I have tried about everything to fix this car. I went to a local salvage yard and bought a used throttle body, idle air control valve, absolute manifold pressure sensor, EGR valve vacuum modulator, water temp sender, fuel pressure regulator, AC amplifier & idle up VSV, the VSV valve for the EGR valve, the BVSV for evap system. None of the stuff I replaced made any difference in the way the car runs. I figured even if the part was bad at least it would make a change in my idle quality and I could narrow the problem down. A new idle air control valve was 185.00 at Advance Auto Parts. I only spent $44.00 on my used parts.
I have sprayed carb cleaner on and over every hose under the hood chased down every line to make sure it was on correct place.

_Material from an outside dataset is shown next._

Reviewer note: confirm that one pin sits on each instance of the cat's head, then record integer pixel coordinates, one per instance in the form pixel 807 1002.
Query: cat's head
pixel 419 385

I found this manual online and have tried T/S some of the parts I bought to make sure they worked or that my old part was working. I have a Haynes manual and on I bought off ebay and this one. None have pointed me towards a fix. My next step is a factory manual or a dealer repair.
http://www.onlinefreeebooks.net/automotive-machinery-power-equipment-ebooks/toyota/toyota-celica-repair-manual-pdf.html
The crazy part is on the back of the intake there is a vacuum splitter. It screws into the intake. One port goes to the fuel regulator the other goes to the absolute manifold pressure sensor. If the line going to the pressure regulator is pulled off the car runs great. If you put the line to the other side of the intake to another port the car still runs fine. As long as the port beside the absolute manifold pressure sensor is leaking it runs fine. I moved the absolute manifold pressure sensor to another port on the intake and it goes back to the initial problem of surging. The car holds right at 20lbs of vacuum idling and runs great as long as the port is a vacuum leak.
If I use my vacuum pump and put about 10 lbs of vacuum on the absolute manifold pressure sensor the car runs good. The intake has almost 20lbs of steady vacuum. That tells me there isn't and intake leak. I think it has to do with the absolute manifold pressure sensor. I replaced it and it didn't make any difference.